From July 27, 2014 – May 19, 2015, these clinics saw 3,094 ILI and 13,250 ARI patients. Of 715 specimens submitted for influenza and respiratory pathogen testing, 101 (14%) were positive for influenza. Of those, 60 (60%) were positive for influenza A/ (H3), 4 (4%) were positive for influenza A-type unspecified, 26 (26%) were positive for influenza B/Yamagata lineage, 7 (7%) were positive for influenza B/Victoria lineage, 2 (2%) were positive for influenza B-lineage unspecified, and 7 (7%) were positive for influenza C. In addition, the following pathogens were detected by PCR: 13 (2%) adenovirus, 14 (2%) human metapneumovirus, 14 (2%) RSV, 119 (17%) rhinovirus, 21 (3%) enterovirus, 7 (1%) parainfluenza virus 2, 6 (1%) parainfluenza virus 3, 2 (0.3%) parainfluenza virus 4, 3 (0.4%) coronavirus 229E, 15 (2%) coronavirus OC43, and 9 (1%) coronavirus NL63 (note: these coronaviruses are not SARS-virus or MERS-CoV).
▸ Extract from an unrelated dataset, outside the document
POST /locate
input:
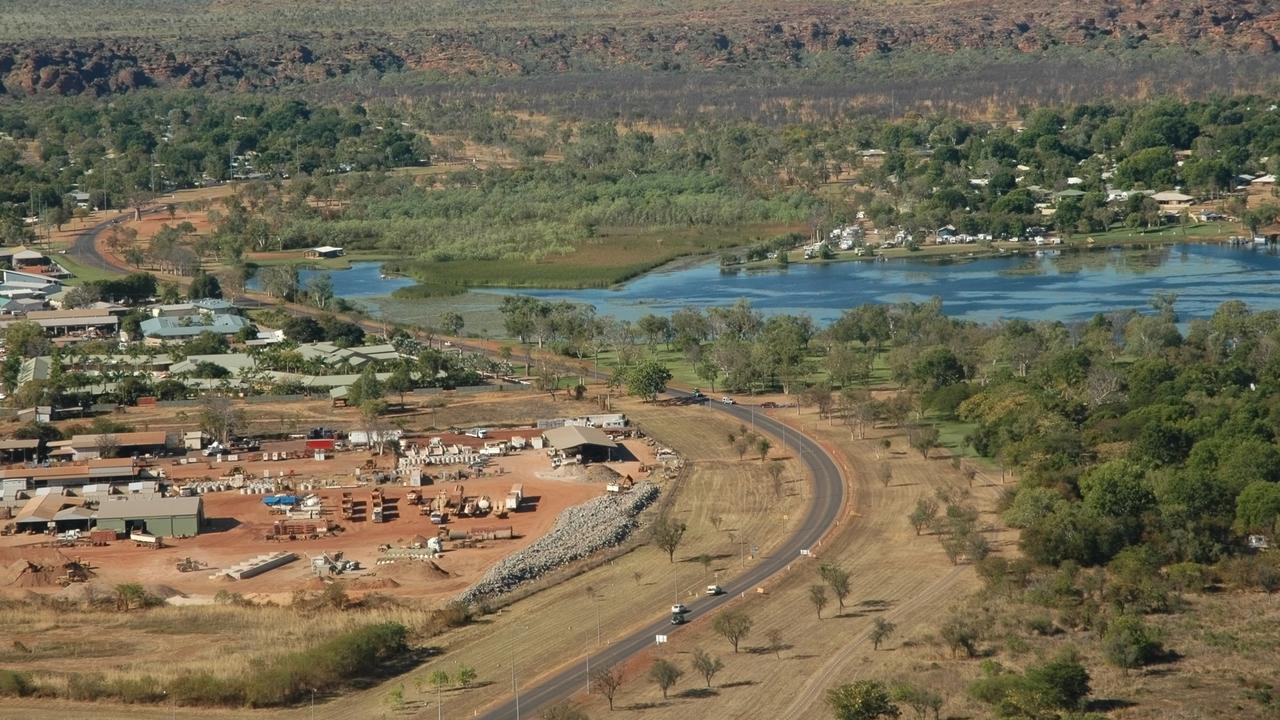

ILI Outbreaks (Schools and Long Term Care Facilities)

The definition of ILI outbreaks beginning with the 2009-2010 school year is when the number of students absent with ILI reached 5% of total enrollment, or when three or more students with ILI are absent from the same elementary classroom. Seven hundred five schools in 68 counties reported ILI outbreaks during the 2014-2015 school year. This is the lowest number of schools reporting ILI outbreaks since the 2009-2010 school year with the highest being 1,302 schools in 85 counties in 2009-2010.

An influenza outbreak is suspected in a long-term care facility (LTCF) when two or more residents in a facility develop symptoms consistent with influenza during a 48-to 72-hour period. An influenza outbreak is confirmed when at least one resident has a positive culture, PCR, or rapid antigen test for influenza and there are other cases of respiratory illness in the same unit. One hundred ninety-three facilities in 68 counties reported confirmed outbreaks during the 2014-2015 influenza season. The number of LTCFs reporting outbreaks ranged from a low of 3 in 2008-2009 to a high of 209 in 2012-2013.